A apresentação reuniu experiências visuais e estética afrocentrada, onde o cantor coloca sua assinatura na pluralidade da black music, convidando o público a transitar entre pagode, funk, jazz e R&B.
No repertório, Thiaguinho reverenciou suas origens no pagode e no samba, cantando sucessos da sua carreira solo e de Exaltasamba, e relembrou sua participação no Fama, programa de TV que revelou o artista em 2002, cantando “Final Feliz”, de Jorge Vercillo.

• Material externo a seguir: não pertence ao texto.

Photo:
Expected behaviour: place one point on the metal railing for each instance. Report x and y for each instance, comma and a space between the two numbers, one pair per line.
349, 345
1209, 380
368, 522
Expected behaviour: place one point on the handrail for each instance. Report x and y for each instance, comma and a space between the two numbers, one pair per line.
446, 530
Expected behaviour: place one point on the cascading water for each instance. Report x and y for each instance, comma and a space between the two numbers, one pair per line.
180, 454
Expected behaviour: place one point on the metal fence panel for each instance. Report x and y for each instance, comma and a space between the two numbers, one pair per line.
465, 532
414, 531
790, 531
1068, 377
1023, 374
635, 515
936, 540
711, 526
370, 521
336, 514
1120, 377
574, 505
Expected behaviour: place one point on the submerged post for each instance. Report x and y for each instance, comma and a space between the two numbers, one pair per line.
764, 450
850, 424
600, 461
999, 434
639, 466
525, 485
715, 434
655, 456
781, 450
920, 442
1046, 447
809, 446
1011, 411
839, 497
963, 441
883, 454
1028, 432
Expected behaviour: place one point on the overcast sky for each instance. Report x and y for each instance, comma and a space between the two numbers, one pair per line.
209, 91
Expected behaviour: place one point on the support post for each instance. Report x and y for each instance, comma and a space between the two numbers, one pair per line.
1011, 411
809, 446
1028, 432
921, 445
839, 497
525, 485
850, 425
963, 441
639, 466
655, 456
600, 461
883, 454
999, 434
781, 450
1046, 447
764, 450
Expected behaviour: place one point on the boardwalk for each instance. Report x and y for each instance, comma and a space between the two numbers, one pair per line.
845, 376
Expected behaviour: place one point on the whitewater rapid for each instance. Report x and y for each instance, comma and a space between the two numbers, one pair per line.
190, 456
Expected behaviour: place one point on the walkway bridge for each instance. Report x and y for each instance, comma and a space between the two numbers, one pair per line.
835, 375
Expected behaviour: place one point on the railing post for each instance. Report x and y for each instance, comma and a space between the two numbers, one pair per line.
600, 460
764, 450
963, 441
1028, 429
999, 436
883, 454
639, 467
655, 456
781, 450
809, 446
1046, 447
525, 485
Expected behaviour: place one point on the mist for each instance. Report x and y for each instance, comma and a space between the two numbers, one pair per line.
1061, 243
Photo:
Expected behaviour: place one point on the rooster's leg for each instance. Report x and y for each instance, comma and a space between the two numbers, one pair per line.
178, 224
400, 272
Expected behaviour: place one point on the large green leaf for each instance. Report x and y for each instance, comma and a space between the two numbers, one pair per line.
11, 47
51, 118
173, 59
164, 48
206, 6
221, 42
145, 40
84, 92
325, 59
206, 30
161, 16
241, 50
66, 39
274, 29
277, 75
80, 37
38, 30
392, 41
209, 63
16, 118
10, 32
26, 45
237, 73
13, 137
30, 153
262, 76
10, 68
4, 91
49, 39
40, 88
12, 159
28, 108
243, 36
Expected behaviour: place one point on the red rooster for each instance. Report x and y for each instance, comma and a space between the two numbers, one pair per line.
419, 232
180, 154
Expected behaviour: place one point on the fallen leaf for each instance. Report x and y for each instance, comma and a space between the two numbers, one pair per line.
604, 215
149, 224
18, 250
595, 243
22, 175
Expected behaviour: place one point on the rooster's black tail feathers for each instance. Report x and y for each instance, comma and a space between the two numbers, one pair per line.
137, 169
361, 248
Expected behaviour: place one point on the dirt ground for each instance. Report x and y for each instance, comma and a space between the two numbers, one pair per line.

“Pra quem não sabe, no ano passado recebi o título de cidadão recifense… E cada vez que volto pra essa cidade, sinto esse amor ficando ainda maior, mais forte e mais verdadeiro”, escreveu em suas redes sociais.
“Bem Black” reúne nas raízes do soul e do samba, exaltando a cultura preta nacional e internacional – Luiz Fabiano/Divulgação
“Primavera”, de Tim Maia, “Coleção”, de Cassiano, e “Taj Mahal”, de Jorge Ben Jor, foram alguns dos sucessos que animaram o público. Ao longo do show, o artista apontou: “Recife é uma das cidades que mais gosto de cantar”.
A atmosfera dos bailes blacks das periferias brasileiras fez parte do evento, desde o visual escolhido pelo público às coreografias inspiradas na black music, apresentadas em uma aula de dança antes do espetáculo.